Ha rischiato la vita, liberato ostaggi, arrestato criminali e gestito la sicurezza di grandi eventi come i funerali di Giovanni Paolo II, nel 2005, a Roma. Pochi conoscono le tante facce dell’illegalità come Achille Serra che, in 40 anni di servizio nella Polizia, è stato dirigente della Squadra Mobile, capo della Digos e della Criminalpol, direttore del Servizio centrale operativo, Questore di Milano, Prefetto di Palermo, Firenze e Roma. E oggi, senatore della Repubblica, ha deciso di parlare di giustizia ai più giovani nel libro fresco di stampa La legalità raccontata ai ragazzi (Giunti editore). Che presenta e discute con i giovanissimi in moltissime scuole di tutta Italia.
Partiamo dal titolo del suo libro. Quello della legalità non è un concetto un po’ troppo astratto per i bambini?
«Niente affatto. In primo luogo perché hanno un naturale senso della giustizia. Lo si vede da come reagiscono se, per esempio, un compagno non rispetta le regole di un gioco o quando vengono sgridati per una marachella che non hanno commesso. E poi perché la legalità non consiste soltanto nel non commettere reati. È una vera e propria cultura, uno stile, che va appreso proprio dall’infanzia, a partire dai piccoli gesti quotidiani. E dall’esempio dei genitori, degli educatori, degli insegnanti».
Nessuna mamma e nessun papà responsabile, però, insegna ai figli a rubare oppure a infrangere il Codice della strada…
«Non basta. Se, per esempio, di fronte all’ennesimo brutto voto il genitore dice: “Non preoccuparti, parlo io con l’insegnante” trasmette al figlio la convinzione che, per “farcela”, nella vita è lecito chiedere dei favori, trovare delle corsie preferenziali. Così valori e principi, come quello della meritocrazia, saltano. I genitori oggi, bisogna riconoscerlo, sono chiamati a un compito che, per come è cambiata la nostra società, è diventato davvero molto difficile: insegnare a distinguere quello che è giusto da quello che è sbagliato perché va contro agli interessi di tutti».

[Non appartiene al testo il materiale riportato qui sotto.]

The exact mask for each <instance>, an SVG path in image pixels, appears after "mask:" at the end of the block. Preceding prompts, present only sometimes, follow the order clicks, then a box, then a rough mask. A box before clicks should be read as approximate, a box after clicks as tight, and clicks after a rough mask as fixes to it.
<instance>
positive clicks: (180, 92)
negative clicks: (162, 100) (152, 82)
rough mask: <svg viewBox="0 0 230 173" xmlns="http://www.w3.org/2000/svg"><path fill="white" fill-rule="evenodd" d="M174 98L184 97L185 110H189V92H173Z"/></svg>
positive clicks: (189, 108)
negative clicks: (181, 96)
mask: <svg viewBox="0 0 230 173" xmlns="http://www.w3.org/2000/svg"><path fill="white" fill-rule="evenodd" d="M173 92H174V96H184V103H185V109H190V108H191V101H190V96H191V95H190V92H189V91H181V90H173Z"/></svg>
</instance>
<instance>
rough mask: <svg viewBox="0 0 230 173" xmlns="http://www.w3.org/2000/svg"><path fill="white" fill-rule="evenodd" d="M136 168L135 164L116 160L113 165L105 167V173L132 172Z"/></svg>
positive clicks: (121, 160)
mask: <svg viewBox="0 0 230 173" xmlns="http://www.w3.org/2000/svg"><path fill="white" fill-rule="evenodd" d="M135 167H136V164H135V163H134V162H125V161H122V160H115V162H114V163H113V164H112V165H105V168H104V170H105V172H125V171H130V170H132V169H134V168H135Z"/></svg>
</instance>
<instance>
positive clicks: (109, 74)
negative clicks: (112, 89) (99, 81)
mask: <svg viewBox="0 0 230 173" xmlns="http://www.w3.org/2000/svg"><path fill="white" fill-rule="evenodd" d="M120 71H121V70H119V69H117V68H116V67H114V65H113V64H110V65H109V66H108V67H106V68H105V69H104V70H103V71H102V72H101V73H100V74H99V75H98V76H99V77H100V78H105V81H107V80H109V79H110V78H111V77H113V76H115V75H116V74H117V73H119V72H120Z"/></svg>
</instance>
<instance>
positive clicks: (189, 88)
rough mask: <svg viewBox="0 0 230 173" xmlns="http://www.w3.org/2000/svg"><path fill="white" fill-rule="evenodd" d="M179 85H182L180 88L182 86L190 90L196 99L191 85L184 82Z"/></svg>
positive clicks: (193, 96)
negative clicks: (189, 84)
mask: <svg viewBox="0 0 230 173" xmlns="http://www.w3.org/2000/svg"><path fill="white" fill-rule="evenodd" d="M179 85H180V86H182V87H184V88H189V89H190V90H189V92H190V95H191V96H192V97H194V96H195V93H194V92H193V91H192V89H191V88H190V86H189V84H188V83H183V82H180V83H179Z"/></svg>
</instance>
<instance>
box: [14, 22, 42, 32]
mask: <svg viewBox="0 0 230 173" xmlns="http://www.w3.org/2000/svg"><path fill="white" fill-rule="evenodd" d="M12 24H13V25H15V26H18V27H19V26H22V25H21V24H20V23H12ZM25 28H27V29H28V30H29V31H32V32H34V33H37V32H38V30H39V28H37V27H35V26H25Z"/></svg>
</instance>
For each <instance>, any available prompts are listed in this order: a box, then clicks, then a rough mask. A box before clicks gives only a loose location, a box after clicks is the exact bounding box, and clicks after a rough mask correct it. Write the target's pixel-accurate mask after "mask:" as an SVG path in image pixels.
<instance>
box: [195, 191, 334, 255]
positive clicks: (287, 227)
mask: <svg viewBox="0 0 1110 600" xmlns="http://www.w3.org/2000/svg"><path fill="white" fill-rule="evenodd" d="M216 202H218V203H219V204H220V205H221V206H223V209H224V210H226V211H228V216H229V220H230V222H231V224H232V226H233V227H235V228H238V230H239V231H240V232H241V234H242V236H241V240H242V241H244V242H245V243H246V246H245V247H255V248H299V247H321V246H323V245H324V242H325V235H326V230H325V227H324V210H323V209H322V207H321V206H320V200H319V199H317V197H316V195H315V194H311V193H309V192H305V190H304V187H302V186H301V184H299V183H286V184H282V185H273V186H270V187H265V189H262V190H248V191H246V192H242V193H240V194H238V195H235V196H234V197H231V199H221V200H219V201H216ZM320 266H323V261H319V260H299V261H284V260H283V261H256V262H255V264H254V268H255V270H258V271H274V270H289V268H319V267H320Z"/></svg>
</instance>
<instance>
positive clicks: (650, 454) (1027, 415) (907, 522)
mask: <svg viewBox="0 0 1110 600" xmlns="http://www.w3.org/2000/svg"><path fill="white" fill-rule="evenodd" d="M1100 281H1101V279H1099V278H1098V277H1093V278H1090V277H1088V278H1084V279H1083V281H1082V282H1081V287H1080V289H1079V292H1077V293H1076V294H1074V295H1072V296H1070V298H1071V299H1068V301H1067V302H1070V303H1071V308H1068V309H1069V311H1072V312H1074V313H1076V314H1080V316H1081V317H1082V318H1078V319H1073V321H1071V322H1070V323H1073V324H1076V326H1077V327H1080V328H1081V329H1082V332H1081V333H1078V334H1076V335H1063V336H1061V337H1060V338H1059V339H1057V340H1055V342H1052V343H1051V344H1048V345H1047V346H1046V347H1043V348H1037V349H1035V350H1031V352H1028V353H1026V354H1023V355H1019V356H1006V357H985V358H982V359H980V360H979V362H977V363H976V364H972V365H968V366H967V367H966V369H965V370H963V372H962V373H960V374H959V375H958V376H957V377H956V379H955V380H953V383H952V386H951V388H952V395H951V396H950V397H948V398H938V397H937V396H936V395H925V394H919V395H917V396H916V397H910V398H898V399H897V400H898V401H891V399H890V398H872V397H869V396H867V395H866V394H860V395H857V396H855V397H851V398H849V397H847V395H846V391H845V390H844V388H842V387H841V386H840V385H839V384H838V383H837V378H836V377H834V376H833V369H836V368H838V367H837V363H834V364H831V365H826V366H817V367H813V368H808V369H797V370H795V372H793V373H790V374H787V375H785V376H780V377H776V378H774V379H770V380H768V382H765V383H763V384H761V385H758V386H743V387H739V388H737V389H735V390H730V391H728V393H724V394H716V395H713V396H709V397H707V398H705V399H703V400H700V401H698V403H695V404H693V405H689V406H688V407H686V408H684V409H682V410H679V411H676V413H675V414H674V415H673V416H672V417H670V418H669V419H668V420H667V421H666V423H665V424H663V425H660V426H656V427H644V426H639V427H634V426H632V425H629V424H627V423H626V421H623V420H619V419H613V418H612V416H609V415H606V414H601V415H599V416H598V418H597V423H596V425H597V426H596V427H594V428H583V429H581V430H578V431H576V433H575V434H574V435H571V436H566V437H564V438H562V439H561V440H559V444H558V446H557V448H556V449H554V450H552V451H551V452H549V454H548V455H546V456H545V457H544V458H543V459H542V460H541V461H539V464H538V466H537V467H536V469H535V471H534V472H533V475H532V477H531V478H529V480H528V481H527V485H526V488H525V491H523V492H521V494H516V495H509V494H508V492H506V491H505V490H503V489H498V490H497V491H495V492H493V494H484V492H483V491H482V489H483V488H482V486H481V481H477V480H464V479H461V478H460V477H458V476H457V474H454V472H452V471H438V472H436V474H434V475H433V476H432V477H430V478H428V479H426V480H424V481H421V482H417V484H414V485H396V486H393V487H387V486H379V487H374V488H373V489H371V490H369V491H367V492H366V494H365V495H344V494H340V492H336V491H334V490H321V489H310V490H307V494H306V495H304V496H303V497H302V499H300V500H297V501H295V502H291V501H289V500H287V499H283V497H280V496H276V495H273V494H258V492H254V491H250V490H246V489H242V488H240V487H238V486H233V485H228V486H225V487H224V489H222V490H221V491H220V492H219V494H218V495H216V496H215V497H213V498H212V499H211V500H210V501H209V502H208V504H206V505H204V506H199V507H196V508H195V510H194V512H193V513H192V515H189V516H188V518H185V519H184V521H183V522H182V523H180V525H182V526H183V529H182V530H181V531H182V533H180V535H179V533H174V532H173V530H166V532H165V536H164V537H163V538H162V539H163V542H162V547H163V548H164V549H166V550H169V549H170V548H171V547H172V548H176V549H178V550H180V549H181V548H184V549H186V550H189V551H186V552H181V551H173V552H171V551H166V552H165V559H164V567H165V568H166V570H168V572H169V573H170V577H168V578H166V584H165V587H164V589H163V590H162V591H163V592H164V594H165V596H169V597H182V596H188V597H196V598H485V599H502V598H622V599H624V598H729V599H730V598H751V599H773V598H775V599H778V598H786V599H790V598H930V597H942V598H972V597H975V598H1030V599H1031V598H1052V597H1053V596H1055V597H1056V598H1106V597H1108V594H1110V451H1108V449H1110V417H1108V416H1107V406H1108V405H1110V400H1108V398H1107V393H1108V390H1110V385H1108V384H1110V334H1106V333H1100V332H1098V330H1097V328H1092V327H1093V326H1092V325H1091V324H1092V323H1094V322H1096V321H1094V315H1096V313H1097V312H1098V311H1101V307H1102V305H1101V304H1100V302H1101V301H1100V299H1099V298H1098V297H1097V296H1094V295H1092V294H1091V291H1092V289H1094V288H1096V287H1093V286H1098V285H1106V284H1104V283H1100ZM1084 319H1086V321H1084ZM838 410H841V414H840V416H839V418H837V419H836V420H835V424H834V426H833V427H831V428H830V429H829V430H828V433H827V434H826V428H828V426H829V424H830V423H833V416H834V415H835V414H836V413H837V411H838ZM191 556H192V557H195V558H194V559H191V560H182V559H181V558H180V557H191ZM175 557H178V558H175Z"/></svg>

Ma mentre i grandi discutono di temi importanti e decidono cosa è lecito e cosa non lo è, i bambini osservano e giudicano gli errori, le bugie, l’incoerenza e la mediocrità di molti adulti.
«È vero. Da qui l’attenzione a come ci comportiamo: pretendendo lo scontrino ogni volta che facciamo una spesa, non superando i limiti di velocità in auto e così via. Ma anche i piccoli hanno dei doveri. Le faccio un esempio. Non serve a niente avere un preside efficiente e degli insegnanti preparati se gli allievi di una scuola non fanno la loro parte con lo studio, l’attenzione, la curiosità. Lo stesso accade nella società. Se la comunità non collabora, rispettando le leggi e le regole, anche quelle che sembrano più insignificanti, e segnalando i comportamenti illeciti e pericolosi alle Forze dell’ordine, il lavoro di Polizia e Carabinieri è inutile. Ogni cittadino, anche un bambino di 9 anni nel suo piccolo, può fare la sua parte».
Ma non è facile interessare i bambini di oggi all’importanza dei doveri, alla collaborazione, alla giustizia, non crede?
«No. Ogni volta che sono andato in una scuola per parlare di legalità mi son trovato di fronte a platee attentissime, silenziose, che alla fine dell’incontro mi sommergevano di domande e interventi restando seduti ben oltre il suono della campanella. Anche a Palermo, dove sono stato Prefetto, benché io temessi di essere contestato proprio perché la quotidianità di quei ragazzini era, purtroppo, permeata da un altro tipo di cultura. Invece no. Questo mi conferma che i giovani vogliono saperne di più. E noi adulti abbiamo il compito di dare le risposte giuste, con le parole e con i fatti. Ricordiamoci che la mafia, come ogni tipo di illegalità, non si sconfigge con i militari, ma con una nuova mentalità».
Proprio a Palermo, sotto l’albero in memoria di Giovanni Falcone, c’è uno striscione con la scritta: «Giovanni e Paolo camminano sulle nostre gambe». È importante parlare ai piccoli di storie come questa?
«Io, che ho avuto l’onore di conoscere Giovanni Falcone e Paolo Borsellino, vedo quanto il loro ricordo abbia stimolato e continui a stimolare le coscienze. La loro morte non sarà stata vana se sapremo trasmettere ai bambini l’eredità di impegno civile, onestà e legalità che ci hanno lasciato questi due grandi magistrati uccisi dalla mafia. È la scommessa più importante per il futuro, perché coltivando, fin da giovani, una sana cultura della legalità, si diventa adulti responsabili. E tanti adulti responsabili rendono il nostro Paese un posto migliore in cui vivere».